The bizarre undertaking looks more like something Cameron filmed on his phone after a few as well many egg nogs and is more or less him preaching a sermon he didn't bother to research. The whole matter comes across more similar a vanity piece than an inspirational message.

Folks! (1992)

Tom Selleck, the actor who resembles a real-life Ken doll, made a major mistake when he took the lead role in the incredibly problematic Folks. In the movie, Selleck's Jon Aldrich tries to manage his work and personal life while his parents, particularly his father who lives with dementia, continued to make his life more and more problematic.

Photo Courtesy: 20th Century-Fox/Getty Images

Folks! was heavily panned for its negative portrayal of anyone over the age of 50, simply especially for the low-brow humor at the expense of someone living with dementia. You couldn't find any folks in the archives who had a skilful thing to say about this poorly-written movie.

A Low Downward Dirty Shame (1994)

A movie with the likes of Keenen Ivory Wayans and Jada Pinkett Smith sounds similar it would be a recipe for a practiced movie, right? Incorrect. This action/comedy dud written, directed by and starring Wayans was panned for its terrible plot lines and story construction.

Photograph Courtesy: A Low Down Dirty Shame/ IMDb

Legendary film critic had some particularly cut words for the LAPD-focused flick: "Here is a movie almost guns. Take abroad the guns, and the movie would be near cypher much. The plot, the dialogue and all but i of the characters are then shallow that, without murder for a dial line, they'd deflate." What a shame.

Precious Cargo (2016)

Sigh. Poor Bruce Willis. This movie was then bad it makes other bad movies look good. Willis played the part of Eddie Filosa, who convinces a offense dominate and his gang to steal $30 million in diamonds from some other offense gang in exchange for a woman.

Photo Courtesy: Emmett/Furla/Oasis Films/IMDb

Some other film whose plot points and story construction are but filled with guns and high-speed chases. The cheap dialog and intentionally funny moments turned into a slice of painful, gut-wrenching movie house. It should honestly be retitled "Total Garbage".

Transylmania (2009)

A grouping of sexy college co-eds political party away in a vampire-filled Romania. What could possibly become wrong? When the lead character Rusty arranges the Eurotrip so he could come across his Internet girlfriend Draguta, y'all realize how much actually will go wrong in this far-from-campy picture show.

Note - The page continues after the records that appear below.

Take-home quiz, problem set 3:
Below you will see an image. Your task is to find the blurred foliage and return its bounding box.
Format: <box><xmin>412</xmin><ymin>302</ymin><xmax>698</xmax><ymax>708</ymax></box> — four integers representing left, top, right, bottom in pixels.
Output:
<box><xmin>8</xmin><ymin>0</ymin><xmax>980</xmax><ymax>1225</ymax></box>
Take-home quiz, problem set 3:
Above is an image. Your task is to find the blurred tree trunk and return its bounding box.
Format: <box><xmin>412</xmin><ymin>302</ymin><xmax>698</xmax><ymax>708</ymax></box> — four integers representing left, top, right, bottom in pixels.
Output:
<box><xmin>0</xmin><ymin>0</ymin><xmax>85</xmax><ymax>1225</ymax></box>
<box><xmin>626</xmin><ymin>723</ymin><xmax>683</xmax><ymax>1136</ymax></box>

Photograph Courtesy: Full Circle/IMDb

The picture show is filled with a bunch of tired gags, monsters that aren't scary and likewise many characters to develop an analogousness towards whatever of them. For a movie from the National Lampoon franchise, this screwball comedy really fails to deliver any "mania" outside of pure nausea.

London Fields (2018)

The clairvoyant Nicola Six, played by Amber Heard, learns that she will die at the hands of a man in her life. Naturally, she begins to date three men to discover which one volition exist her killer. That makes total sense, correct? Zippo confusing to contemplate there.

Photo Courtesy: London Fields/IMDb

The film grossed $168,575 on its opening weekend, with a per-screen average of $261. The Independent's critic Kaleem Aftab claimed, "Nigh scenes lack pace, are performed badly and are accompanied by a running commentary of action nosotros tin can see for ourselves."